La Comisión Nacional de Emergencias (CNE), en conjunto con los Comités Municipales de Emergencias, mantienen un monitoreo constante en más de 135 deslizamientos en todo el territorio nacional que permanecen activos y podrían afectar a la población.

La mayoría de estos deslizamientos se encuentran en zonas urbanas dentro de la Gran Área Metropolitana como: Desamparados, Acosta y Puriscal. Otros se ubican en lugares más alejados tal es el caso de: Turrialba, Pérez Zeledón, Tilarán, Quepos, zona de los Santos, Golfito, Corredores, Coto Brus, entre otros.

“En Costa Rica, al menos un 60% de su territorio puede estar vulnerable a deslizamientos que se ven acelerados por factores propios tales como, composición geológica, pendiente, sismicidad cercana, y condición climática adversa. Hay que sumar también  factores humanos como la mala canalización de aguas o las construcciones en terreno peligroso”, detalló el geólogo de la CNE, Lidier Esquivel.

Agregó que en algunos de estos sitios, una práctica común es el corte en los terrenos y la utilización de rellenos de suelo mal compactos, sumado a malos manejos de agua, lo que incrementan las probabilidades de generar un deslizamiento a largo plazo.  

La entidad señala que antes de producirse un deslizamiento, se presentan algunas advertencias como la ruptura en la superficie en forma de grietas que se abren con el tiempo. 

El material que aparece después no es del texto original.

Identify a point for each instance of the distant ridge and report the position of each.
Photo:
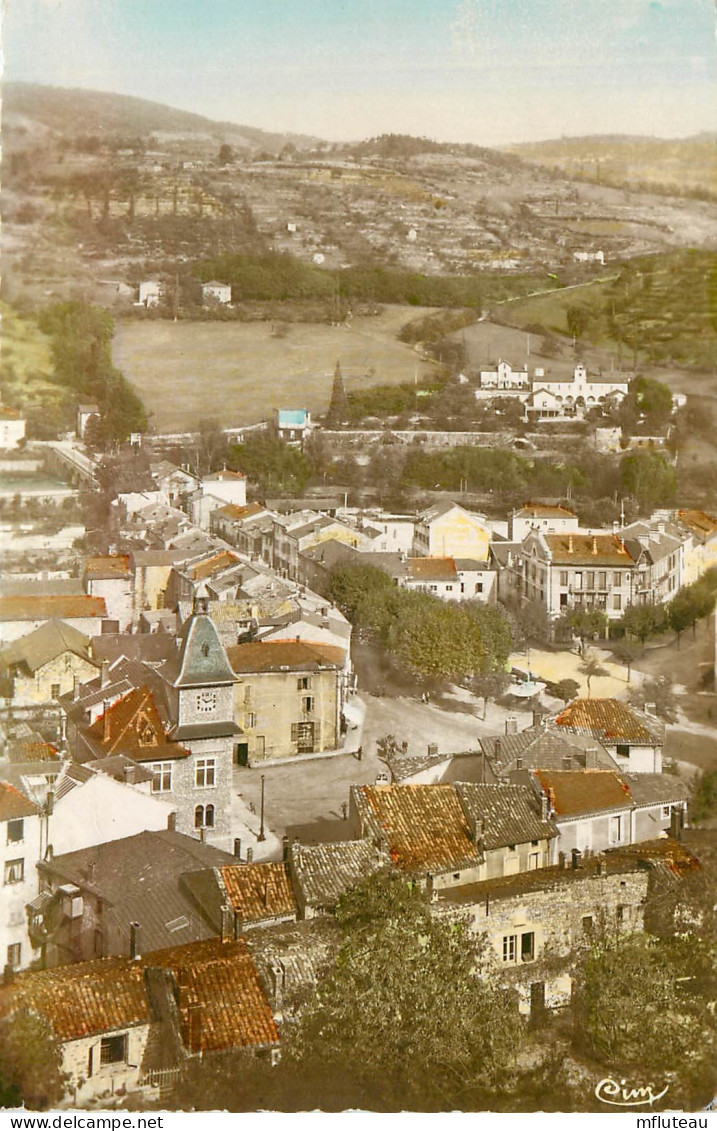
(71, 111)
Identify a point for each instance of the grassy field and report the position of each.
(239, 371)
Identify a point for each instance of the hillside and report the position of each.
(74, 112)
(684, 164)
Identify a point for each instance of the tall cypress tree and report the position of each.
(338, 404)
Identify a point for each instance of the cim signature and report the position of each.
(619, 1095)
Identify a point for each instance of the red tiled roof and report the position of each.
(274, 655)
(217, 980)
(50, 607)
(432, 569)
(424, 825)
(587, 550)
(108, 566)
(575, 792)
(259, 891)
(13, 803)
(607, 718)
(135, 728)
(213, 566)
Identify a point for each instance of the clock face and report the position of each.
(206, 701)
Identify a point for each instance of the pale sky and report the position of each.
(487, 71)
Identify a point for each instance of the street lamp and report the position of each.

Además, se presentan algunas evidencias indirectas en la infraestructura como, por ejemplo, cuando se traban las puertas y ventanas, vidrios que se rompen y paredes que muestran fisuras, inclinación de árboles o tendido eléctrico, ruptura de tuberías de aguas y alcantarillas entre otros.

Insisten en que ante alguna de estas manifestaciones, la población debe solicitar asesoría técnica en la municipalidad a la que pertenece para valorar la condición de riesgo y salvaguardar a vida humana.